> "pu" means "pickup" which in their case means phono pickup.
Yeah, but it means the OLD electric Victrola pickup, not a modern pickup.
The old ones were pretty much telephone earpieces, with a needle stuck to the diaphragm, mounted in an acoustic-style tone arm. With a hot fast 78, you got over 0.1V of semi-equalized signal, a far cry from the 0.005V of modern needles which also need electric EQ.
The output of an old pickup is close to the weak-station output of a radio detector. You might get 6V on a strong local station, but you might have distant stations 30dB weaker (even after AVC), so the audio amp was scaled for around 0.2V sensitivity. Work backward: classic power pentode needs 8V signal, hi-Mu triode has gain like 40, 8/40= 0.2V. (*)
A hard-strummed power chord on a hot gitar will beat 0.2V, but your fingers get tired. We like guitar-amp sensitivity in the 0.05V to 0.01V range. The "PU" input hardly cuts it. We need another gain of 4 to 20.
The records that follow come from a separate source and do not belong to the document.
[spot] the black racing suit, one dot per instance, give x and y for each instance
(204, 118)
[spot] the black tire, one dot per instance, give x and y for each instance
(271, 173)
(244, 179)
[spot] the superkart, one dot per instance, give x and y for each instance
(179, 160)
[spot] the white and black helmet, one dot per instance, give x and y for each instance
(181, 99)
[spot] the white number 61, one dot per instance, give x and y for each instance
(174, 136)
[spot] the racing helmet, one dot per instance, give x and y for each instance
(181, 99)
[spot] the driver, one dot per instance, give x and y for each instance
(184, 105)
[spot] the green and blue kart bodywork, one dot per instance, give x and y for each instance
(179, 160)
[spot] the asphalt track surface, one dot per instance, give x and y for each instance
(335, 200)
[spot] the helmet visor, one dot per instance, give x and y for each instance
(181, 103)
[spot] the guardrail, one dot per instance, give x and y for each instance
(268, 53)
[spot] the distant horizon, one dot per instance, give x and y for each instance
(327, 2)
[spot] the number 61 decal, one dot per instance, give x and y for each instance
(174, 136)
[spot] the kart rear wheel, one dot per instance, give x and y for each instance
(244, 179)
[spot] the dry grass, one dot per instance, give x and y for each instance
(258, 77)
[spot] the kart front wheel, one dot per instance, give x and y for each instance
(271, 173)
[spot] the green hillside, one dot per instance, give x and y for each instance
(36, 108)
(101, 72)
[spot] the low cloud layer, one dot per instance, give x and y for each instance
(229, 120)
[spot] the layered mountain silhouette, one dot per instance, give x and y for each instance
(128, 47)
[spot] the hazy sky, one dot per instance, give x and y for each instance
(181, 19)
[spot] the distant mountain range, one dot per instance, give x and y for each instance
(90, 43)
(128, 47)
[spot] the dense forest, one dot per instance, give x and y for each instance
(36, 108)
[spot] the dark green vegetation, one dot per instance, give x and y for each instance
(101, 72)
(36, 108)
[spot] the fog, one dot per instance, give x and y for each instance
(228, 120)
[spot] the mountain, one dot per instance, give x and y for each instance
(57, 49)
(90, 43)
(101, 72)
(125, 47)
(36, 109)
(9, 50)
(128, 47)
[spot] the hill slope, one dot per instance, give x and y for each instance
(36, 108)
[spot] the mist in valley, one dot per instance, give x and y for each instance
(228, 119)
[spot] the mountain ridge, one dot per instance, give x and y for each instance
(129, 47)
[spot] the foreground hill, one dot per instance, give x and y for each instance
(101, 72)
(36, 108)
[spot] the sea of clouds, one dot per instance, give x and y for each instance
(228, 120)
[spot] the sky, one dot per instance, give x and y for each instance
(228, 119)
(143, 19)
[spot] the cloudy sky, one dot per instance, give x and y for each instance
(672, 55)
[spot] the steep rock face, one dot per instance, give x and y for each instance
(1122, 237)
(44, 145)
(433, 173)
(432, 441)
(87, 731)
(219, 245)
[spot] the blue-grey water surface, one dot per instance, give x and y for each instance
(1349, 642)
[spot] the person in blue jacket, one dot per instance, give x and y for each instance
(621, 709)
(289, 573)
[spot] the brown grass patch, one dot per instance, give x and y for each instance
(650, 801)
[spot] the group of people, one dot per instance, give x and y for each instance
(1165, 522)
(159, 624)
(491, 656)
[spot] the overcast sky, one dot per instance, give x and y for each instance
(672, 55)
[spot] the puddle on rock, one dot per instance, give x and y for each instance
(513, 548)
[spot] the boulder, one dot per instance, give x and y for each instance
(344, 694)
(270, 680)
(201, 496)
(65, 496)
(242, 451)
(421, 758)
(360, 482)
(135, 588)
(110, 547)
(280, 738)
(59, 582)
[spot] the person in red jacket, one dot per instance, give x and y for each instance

What we got? Right before the hi-Mu triode we find the IF stage. I had NO idea what a "VP41" was, except that it works as an IF amp; it'll work as an AF amp if we replace the tuned circuit and detector with a resistor. Most small pentodes can be cranked to gain of 100, but they get fussy, and we don't need that much. When trode-strapped (see how I moved the screen grid to the plate) they give theoretical gain of 10 to 40: I dunno which we'll get, but it hardly matters. Copying the 47K resistor from the audio stage (and stealing some of its clean DC power) will give actual gain of 10 to 20, which is in the ballpark of what we need.
The VP41 turns out to be (no surprise) a variable-gain tube. For large input signals, it would distort. That's not a defect in a funky guitar amp. But for our small guitar signals, the distortion will be very small. Mazda says that, as an IF amplifier, you can poke 5V at it! Audio linearity is different than IF linearity, but I bet it can take 0.1V strums with mild sweetening, and 1V bangs without getting offensive. (When you want offensive, crank the output past its 5 watt ability: it'll go nasty, until the old speaker shatters.)
Stick with the tubes that are in it: there is a good chance they are OK. If not, and you can't find replacements, you have a problem: these tubes use a 4V heater, and most post-war tubes use 6V heat. To use good old 6V6 and similar favorites, you'd have to add a new transformer just to power the 6V heaters. Not a big deal, but annoying. The PEN45 should be an excellent gitar-amp bottle, really too good for a radio. (This looks like a very deluxe radio.)
Since you say it plays, with the expected low gain, we know V3 and V4 "work". We won't know if V4 works to its full 5 watt level until we jam a bigger signal into it: but hell, 2 Watts is still a lot of racket in a good speaker.
(*) OK, HL41 only has mu of 30, typical working gain of 20, but the PEN45 can be pushed to clipping with just 6 or 7 volts. 6/20= 0.3V, near enough to the wild-guess. LH41 may have stuningly low distortion under these conditions, so it is good the input tube is a little bent.
If gain is almost-enough, change the plate resistor on V2 from 47K to 100K or 220K.
The tone control is treble-cut only. It controls the treble-rise of a dynamic speaker on a pentode, and it cuts the hiss off of AM, SW, and 78s. For guitar we want a little treble-rise. If it has enough gain, but isn't bright enough, change that new 25uFd cap under V2 to a 1uFd. Treble gain stays the same, bass-gain drops a bit, the basic guitar-amp sound.
BTW, V1 is a Triode-Heptode. You'll be the only dude on the block with a Heptode in his amp. (Don't tell them it isn't doing anything for the guitar.)